In the last couple of years, “feeds” — reverse-chronological lists of messages, links to web pages, and other information — have become central to the most cutting-edge web services, like Facebook and Twitter. But how will feeds evolve in the future? I’ll be moderating a panel tomorrow (Saturday afternoon) at South By Southwest in Austin, trying to answer that question. It’s titled: “Feed Me: Bite Size Info for a Hungry Internet,” and it will start at 3:30 central time.

The panelists, listed below, are thought leaders in this area. They’ll be discussing how users can get the most out of feeds, how existing products are going to keep changing to orient themselves around feeds — and which companies are poised for the most success. It should be a good conversation.

David Sacks, chief executive of Yammer (and some other things).
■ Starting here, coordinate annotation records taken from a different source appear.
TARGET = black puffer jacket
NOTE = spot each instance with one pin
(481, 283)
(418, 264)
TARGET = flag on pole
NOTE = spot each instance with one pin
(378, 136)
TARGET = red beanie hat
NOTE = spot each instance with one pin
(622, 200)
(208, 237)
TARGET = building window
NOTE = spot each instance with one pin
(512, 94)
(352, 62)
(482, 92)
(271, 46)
We’ve covered Yammer extensively since it won the TechCrunc50 startup competition last fall. Essentially, its a business-focused version of microblogging service Twitter. It lets you easily post status updates to a group site saying what you’re up to. It recently introduced ways for you to include feeds of information from around the web. Sacks envisions Yammer as a better-than-email messaging system for companies to use within their corporate firewalls.

Paul Buchheit, co-founder of FriendFeed (and some other things). Bringing together a wide range of other web services, FriendFeed is a centralized place for you to share your activity on many other sites while also being able to see what your friends are doing. It’s a sort of central community site — but I personally find it most valuable for privately sharing story ideas and other information with my VentureBeat colleagues. Granular sharing controls and easy access from other web sites make FriendFeed a useful tool for a wide range of people trying to track what’s happening online.
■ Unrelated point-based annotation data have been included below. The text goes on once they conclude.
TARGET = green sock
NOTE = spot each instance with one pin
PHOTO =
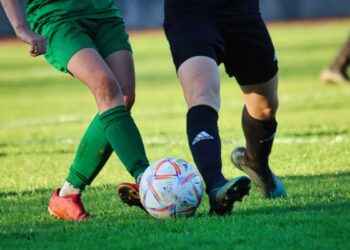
(92, 154)
(124, 137)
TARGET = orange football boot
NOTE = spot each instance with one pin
(68, 208)
(129, 194)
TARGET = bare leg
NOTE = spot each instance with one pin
(122, 65)
(337, 71)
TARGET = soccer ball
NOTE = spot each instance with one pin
(171, 188)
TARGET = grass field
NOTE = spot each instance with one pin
(43, 113)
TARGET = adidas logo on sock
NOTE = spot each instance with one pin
(201, 137)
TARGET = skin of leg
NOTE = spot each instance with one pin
(122, 65)
(200, 81)
(261, 100)
(90, 68)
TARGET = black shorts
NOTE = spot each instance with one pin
(229, 31)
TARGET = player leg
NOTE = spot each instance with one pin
(259, 126)
(117, 53)
(251, 59)
(199, 77)
(119, 127)
(337, 71)
(85, 63)
(122, 65)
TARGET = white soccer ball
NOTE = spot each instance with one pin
(171, 188)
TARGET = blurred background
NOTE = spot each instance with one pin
(140, 14)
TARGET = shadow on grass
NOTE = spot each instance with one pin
(24, 214)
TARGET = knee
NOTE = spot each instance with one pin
(205, 93)
(107, 90)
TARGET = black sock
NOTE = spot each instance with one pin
(259, 137)
(204, 141)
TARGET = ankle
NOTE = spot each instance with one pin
(68, 189)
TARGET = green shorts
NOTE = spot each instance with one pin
(65, 38)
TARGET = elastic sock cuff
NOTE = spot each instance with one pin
(119, 110)
(271, 122)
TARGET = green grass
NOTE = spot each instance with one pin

Dare Obasanjo, program manager at Microsoft. Windows Live includes Hotmail, Messenger and other social software services used by millions around the world. Last November, Microsoft redesigned Windows Live to make it more of a social network, with a news feed as one of its tentpoles.  You can read Obasanjo’s sharp insights on feeds and many other topics on his personal blog.
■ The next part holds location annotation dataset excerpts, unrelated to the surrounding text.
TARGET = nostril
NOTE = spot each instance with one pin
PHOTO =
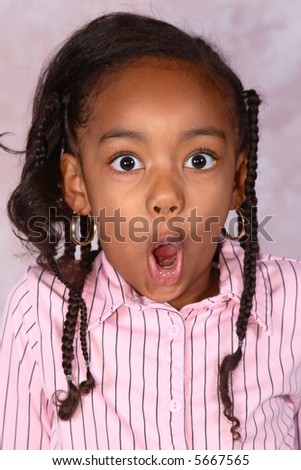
(165, 209)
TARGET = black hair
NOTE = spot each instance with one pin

Ari Steinberg, engineering manager at Facebook. Having introduced feeds to the masses in 2006, the company has continued to push feeds — most recently with a redesign this week that lets users more easily organize feeds in ways that make information-sharing even easier. Steinberg has been at Facebook since its early days, and has been involved in many of its innovations in this area. He and his team are passionate enough about this topic to arrange this panel and recruit the panelists (and moderator — thanks, guys).